Goleta’s Slough of Problems

Experts Worry How Sea Level Rise Will Affect Airport, Beach, UCSB

With sea levels rising ever-increasingly, the Goleta Slough Management Committee has recently taken steps to see what the rising waters could mean for the slough, its habitats, and the entities in its wake ​— ​including the Santa Barbara Airport, UCSB, two sanitary districts, Goleta Beach, and underground gas storage and pipelines, plus many businesses and widely traveled roads and bridges ​— ​and how the area can prepare for its likely water-inundated future. Since the 1990s, sea-level rise has clocked in at about three millimeters, or one-tenth of an inch, per year but is projected to reach 15 millimeters per year by 2100, said Dave Revell, a geomorphologist who helped conduct the assessment for the committee. “Sea-level rise is a long-term issue that we need to deal with,” he said. “In the future, it may require a complete rethink of how we manage Goleta Slough and all of the infrastructure that is in there.”

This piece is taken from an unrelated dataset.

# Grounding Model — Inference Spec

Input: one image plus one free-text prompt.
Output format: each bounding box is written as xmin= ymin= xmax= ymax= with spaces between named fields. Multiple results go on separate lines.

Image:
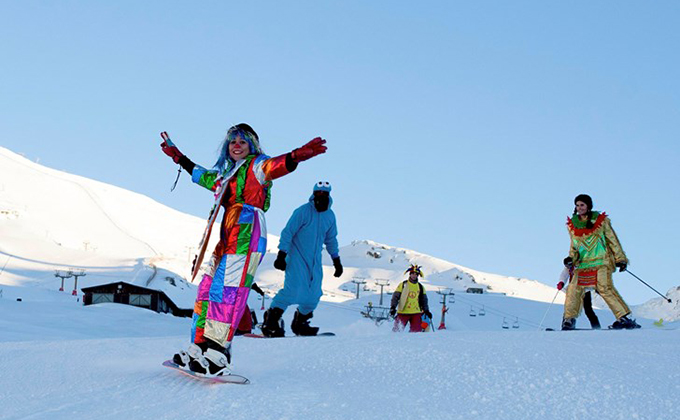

Experts said that they worry rising waters could flood the airport ​— ​the runways, Revell said, are about nine feet above sea level and high tide hits the seven-foot mark ​— ​and the streets and that, although hard to imagine in the midst of a severe drought, strong rainstorms, coupled with rising waters, could turn the slough into a bathtub and prevent the storm drains from draining. Wildlife would also be affected, said Rachel Couch of the Coastal Conservancy, which helped fund the assessment. While she said it was unclear exactly how steelhead trout would fare, Belding’s savannah sparrows would suffer, but shore birds would benefit from the water’s ability to turn the mid-marsh into mud flats. Geese and ducks could arrive in greater numbers, posing safety risks for the airport.

Thousands of years from now could see the need for everything in the slough’s vicinity to relocate, Revell said. In the nearer future, though, adaptation measures like resurfacing roads and airport runways slightly higher and allowing sediment into the slough ​— ​long prevented ​— ​commensurate with the rising waters could help, said Committee facilitator Pat Saley, who added that the group will be incorporating the assessment into its slough management plan and figuring out a way for all of the jurisdictions involved to discuss strategies. “This initial study is so important to getting the discussion going,” she said. “We’re trying to be proactive, not reactive.”